Rethinking the Essay
As we’ve already seen, Annie Dillard, the great American nonfiction writer (who wrote Pilgrim at Tinker Creek), says, “There’s nothing you can’t do with [the creative nonfiction essay]. No subject-matter is forbidden, no structure is proscribed. You get to make up your own form every time.’”
But this freedom makes it a difficult form. One way of thinking about the literary essay is as a form that bridges two kinds of stories:
- stories about ourselves
- stories about the world
In the 1970s, the slogan “the personal is political” became a rallying- cry for feminist thinkers. Personal concerns and stories can have much broader social and political resonances. But the converse is also true: the political is personal. Creative nonfiction unites the personal and the political; it brings together both intimate questions about the self, and bigger questions about our shared world, it acts as a bridge between two “poles”: on the one hand, there are subjective truths; and on the other hand, there are objective realities.

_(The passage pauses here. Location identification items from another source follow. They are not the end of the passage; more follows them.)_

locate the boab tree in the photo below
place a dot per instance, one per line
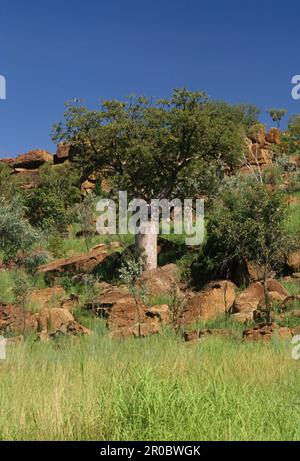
(156, 148)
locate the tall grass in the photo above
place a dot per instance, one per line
(155, 389)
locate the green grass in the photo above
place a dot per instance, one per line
(155, 389)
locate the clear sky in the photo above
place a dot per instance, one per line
(54, 51)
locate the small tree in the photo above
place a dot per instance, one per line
(276, 115)
(85, 217)
(16, 233)
(248, 222)
(130, 274)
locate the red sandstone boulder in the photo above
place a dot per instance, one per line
(15, 320)
(83, 263)
(274, 136)
(33, 159)
(216, 298)
(56, 321)
(62, 153)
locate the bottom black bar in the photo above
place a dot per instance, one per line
(133, 450)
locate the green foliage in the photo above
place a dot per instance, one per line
(247, 221)
(16, 234)
(22, 286)
(249, 114)
(85, 213)
(155, 389)
(149, 147)
(272, 175)
(277, 114)
(8, 182)
(49, 205)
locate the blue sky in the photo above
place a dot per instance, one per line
(54, 51)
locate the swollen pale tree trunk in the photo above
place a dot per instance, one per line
(146, 243)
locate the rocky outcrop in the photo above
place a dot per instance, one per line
(54, 322)
(47, 323)
(162, 312)
(257, 134)
(15, 320)
(52, 297)
(29, 178)
(33, 159)
(83, 263)
(62, 153)
(47, 297)
(253, 297)
(160, 281)
(137, 331)
(216, 298)
(195, 335)
(266, 333)
(274, 136)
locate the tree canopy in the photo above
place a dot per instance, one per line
(150, 147)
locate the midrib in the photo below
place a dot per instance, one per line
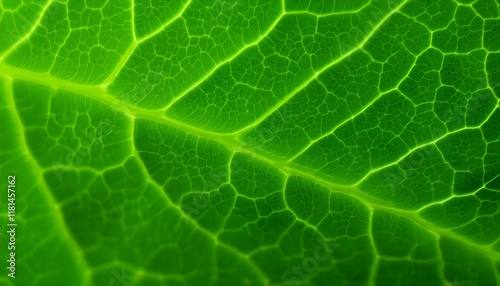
(231, 142)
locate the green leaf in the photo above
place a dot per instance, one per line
(231, 142)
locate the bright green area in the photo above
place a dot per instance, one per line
(232, 142)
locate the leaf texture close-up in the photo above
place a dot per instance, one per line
(250, 142)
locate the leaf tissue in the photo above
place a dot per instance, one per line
(232, 142)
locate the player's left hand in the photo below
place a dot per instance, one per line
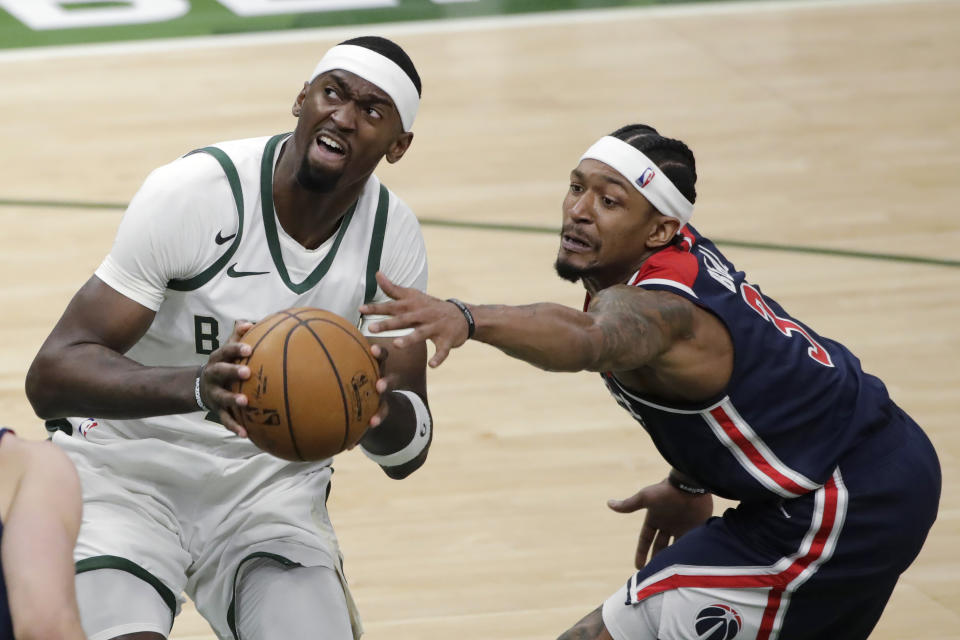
(670, 514)
(430, 318)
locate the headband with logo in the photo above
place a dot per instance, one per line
(644, 175)
(378, 69)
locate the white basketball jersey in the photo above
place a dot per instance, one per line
(247, 268)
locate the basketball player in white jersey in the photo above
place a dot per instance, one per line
(138, 370)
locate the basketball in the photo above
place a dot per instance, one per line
(312, 385)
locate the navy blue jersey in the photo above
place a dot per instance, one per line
(795, 402)
(6, 626)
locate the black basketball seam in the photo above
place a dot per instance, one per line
(286, 395)
(253, 349)
(336, 373)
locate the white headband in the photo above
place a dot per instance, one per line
(378, 69)
(643, 174)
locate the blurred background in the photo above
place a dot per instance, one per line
(826, 137)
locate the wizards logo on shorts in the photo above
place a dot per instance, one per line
(85, 426)
(646, 177)
(718, 622)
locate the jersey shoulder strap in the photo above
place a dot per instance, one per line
(376, 243)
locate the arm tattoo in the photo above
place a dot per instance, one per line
(587, 629)
(637, 325)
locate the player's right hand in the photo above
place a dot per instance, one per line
(220, 373)
(430, 318)
(670, 514)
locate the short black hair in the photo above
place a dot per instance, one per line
(393, 51)
(672, 156)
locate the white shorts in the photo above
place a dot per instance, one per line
(184, 520)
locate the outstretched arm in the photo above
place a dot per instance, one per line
(624, 328)
(81, 369)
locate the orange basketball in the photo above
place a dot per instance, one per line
(312, 386)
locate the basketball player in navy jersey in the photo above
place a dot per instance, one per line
(837, 486)
(39, 519)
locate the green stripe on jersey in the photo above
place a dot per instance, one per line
(197, 281)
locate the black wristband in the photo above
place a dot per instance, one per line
(471, 325)
(686, 487)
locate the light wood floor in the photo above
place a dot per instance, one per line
(835, 126)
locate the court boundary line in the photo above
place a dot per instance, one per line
(523, 228)
(437, 25)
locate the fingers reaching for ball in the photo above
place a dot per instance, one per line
(216, 381)
(384, 384)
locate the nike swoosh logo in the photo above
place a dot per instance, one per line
(220, 239)
(233, 273)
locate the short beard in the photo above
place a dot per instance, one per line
(569, 272)
(318, 181)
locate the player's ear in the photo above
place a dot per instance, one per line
(399, 146)
(298, 103)
(663, 231)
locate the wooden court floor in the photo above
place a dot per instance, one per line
(827, 125)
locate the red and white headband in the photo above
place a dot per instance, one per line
(378, 69)
(644, 175)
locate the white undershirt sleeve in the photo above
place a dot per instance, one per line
(404, 260)
(168, 229)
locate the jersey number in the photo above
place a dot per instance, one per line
(785, 325)
(205, 331)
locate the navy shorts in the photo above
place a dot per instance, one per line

This is powerful. Because we can see on the one hand how big issues impact individual human lives, and this can make those issues less abstract, and more real. But on the other hand, we can see how our individual lives are tied in with much larger issues.
The other thing to say about literary essays is that they don’t need to be all about storytelling. You can move — as you would in everyday conversation — between storytelling, and other modes of communication.
Reading the literary essay
One of the best ways of getting the hang of the literary essay is simply to read some. In today’s class, we’re going to look at Momento Mori, by the excellent Dimiter Kenarov. It is in twelve numbered paragraphs. This will be a more intensive writing/reading exercise.
Read each paragraph in turn. When you have completed that paragraph, write the number down on a piece of paper or a document, and write a short response. This can be a story of your own, a word, a thought, an idea… anything you like.
Then move on to the next paragraph. Keep going until time is up. If you get to the end, return to the earlier paragraphs, and add to your notes for those.
We’ll share our responses at the end of the class.
Homework
Upload your comments from the Kenarov essay to Canvas. Then read Ellen Wayland-Smith’s wonderful essay “Turning, Unfolding, Passing Through” (see the link here).